Community policing in Goa has received a boost from a non-government entity with ‘Crocs and Cops Community Policing Unit, ’ offering free service to the police force as part of its pilot project, a first of its kind in India.

The unit’s founder and trainer, Anish Quenim, has launched this year-long concept in his home State, while also pursuing a course in the United States in Law Enforcement in Hostage and Crisis Negotiation, Kidnap and Ransom Negotiation etc. 

“I realised that most escalation of extreme crime happens when early detection isn’t practiced. The idea of proactive policing doesn’t exist much in this country. Before I make my way back to the United States again next year to serve and continue my education, I wanted to voluntarily teach my own police this method of policing to assist them. Crocs and Cops helps in building relations with people (those in distress, those not in distress and those who could possibly be in distress). This itself enables proactive methods of crime management and if needed effective conduct during crime management,” he explained, as he daily trains the Verna police.

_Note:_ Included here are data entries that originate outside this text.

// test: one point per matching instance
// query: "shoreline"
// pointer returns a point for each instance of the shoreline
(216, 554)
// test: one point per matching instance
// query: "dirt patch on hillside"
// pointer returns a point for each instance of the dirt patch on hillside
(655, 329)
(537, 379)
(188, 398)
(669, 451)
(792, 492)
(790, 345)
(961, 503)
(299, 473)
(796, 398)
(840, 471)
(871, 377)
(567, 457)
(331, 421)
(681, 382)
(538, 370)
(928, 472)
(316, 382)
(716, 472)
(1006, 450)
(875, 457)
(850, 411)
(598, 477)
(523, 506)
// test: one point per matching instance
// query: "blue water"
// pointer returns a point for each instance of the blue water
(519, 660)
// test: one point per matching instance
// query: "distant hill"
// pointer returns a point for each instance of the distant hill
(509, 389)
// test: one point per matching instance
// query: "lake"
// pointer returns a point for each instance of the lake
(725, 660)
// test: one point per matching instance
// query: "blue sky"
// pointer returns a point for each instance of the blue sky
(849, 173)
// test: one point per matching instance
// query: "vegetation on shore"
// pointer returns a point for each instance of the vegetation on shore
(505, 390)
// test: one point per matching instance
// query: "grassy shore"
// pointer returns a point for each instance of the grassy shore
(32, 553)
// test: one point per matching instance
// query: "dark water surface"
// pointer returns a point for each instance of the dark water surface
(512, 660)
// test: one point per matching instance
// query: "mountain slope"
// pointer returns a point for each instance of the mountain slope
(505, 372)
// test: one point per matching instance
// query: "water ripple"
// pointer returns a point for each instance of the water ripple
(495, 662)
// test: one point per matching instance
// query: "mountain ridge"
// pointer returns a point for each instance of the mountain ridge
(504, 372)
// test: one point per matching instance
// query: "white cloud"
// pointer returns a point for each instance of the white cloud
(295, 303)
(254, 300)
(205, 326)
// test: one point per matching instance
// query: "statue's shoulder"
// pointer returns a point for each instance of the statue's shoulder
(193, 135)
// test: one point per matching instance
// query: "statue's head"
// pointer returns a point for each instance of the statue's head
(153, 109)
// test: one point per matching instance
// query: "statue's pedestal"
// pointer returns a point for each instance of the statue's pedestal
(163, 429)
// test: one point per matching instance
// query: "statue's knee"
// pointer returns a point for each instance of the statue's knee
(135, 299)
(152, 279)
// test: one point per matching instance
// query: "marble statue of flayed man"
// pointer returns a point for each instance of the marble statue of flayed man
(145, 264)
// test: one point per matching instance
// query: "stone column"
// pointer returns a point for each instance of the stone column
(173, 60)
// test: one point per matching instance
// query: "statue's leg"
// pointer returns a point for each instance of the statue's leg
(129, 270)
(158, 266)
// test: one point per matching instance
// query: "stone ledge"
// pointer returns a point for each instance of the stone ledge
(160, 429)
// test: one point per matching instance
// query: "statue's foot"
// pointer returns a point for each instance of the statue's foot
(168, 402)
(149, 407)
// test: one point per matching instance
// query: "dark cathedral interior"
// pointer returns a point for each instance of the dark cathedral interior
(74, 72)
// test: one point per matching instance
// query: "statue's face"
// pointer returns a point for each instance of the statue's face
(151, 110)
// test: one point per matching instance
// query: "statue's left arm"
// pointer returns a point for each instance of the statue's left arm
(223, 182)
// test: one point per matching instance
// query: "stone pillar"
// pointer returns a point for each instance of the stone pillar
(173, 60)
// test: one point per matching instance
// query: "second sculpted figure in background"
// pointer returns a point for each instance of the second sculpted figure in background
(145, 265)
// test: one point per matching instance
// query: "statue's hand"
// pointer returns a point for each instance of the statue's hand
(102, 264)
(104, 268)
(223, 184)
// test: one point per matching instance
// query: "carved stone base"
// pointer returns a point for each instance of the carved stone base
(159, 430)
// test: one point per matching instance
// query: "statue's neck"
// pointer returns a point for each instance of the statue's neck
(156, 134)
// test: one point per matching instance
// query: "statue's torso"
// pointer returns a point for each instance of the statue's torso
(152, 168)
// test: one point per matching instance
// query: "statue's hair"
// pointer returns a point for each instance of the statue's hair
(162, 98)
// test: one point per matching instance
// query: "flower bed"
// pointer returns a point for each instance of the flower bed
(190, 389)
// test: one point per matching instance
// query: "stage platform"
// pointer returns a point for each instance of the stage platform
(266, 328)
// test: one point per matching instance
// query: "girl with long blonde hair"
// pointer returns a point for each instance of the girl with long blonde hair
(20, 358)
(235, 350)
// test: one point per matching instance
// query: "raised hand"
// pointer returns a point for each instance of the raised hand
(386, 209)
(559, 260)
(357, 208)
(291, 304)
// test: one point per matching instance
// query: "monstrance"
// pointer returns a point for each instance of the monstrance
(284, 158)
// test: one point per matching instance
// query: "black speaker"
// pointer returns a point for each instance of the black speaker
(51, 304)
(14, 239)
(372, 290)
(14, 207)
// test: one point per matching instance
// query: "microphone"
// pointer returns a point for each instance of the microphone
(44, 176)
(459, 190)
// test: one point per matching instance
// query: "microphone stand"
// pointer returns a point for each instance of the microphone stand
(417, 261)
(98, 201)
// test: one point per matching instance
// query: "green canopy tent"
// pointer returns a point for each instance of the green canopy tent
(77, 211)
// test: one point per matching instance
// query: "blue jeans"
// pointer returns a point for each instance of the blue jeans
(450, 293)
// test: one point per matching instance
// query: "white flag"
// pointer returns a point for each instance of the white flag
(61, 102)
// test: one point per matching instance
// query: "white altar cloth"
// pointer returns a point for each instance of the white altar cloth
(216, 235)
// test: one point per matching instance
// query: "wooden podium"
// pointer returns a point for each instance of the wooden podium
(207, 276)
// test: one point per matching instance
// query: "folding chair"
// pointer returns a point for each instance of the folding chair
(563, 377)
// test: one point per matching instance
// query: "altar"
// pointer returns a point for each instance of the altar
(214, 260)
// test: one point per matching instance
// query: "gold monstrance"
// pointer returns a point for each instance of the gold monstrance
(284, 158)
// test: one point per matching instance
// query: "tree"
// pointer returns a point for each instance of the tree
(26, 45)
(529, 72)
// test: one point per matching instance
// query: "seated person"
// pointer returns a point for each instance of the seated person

The project deals with conducting multiple activities to unite the police and community. Asked on why he chose Verna police station for his project, he said he was struck by the existing energy here. “I have also earlier worked in this area as a community worker through sports. Combining both reasons, considering I have just 11 months to provide the positive thesis of this project, Verna seemed to be the perfect fit. Likewise, this village has a strong residential, industrial and tourism culture, a perfect blend for my vision to view overall success elements,” he said.

In an attempt to change public perception of the police, the Goa Police, in 2012 had launched a community policing initiative ‘Saad Samvad’. It involved continuous interaction with various stakeholders besides the general public. This fresh concept will further augment the force’s ongoing attempt to reach out to the people.

Quenim recalls on how his training within a span of two months has changed the behaviour of the police posted at the Verna police station. “The policemen are more enthusiastic now, they are eager to learn more everyday and their attitude towards people approaching the police station has drastically changed. I know of a recent incident when a distressed woman approached the help desk, and the staff-on-duty first offered her a glass of water. This gesture calmed her down and she was able to share her grievance comfortably,” he said, adding that he has assisted in solving more than 30 cases so far.  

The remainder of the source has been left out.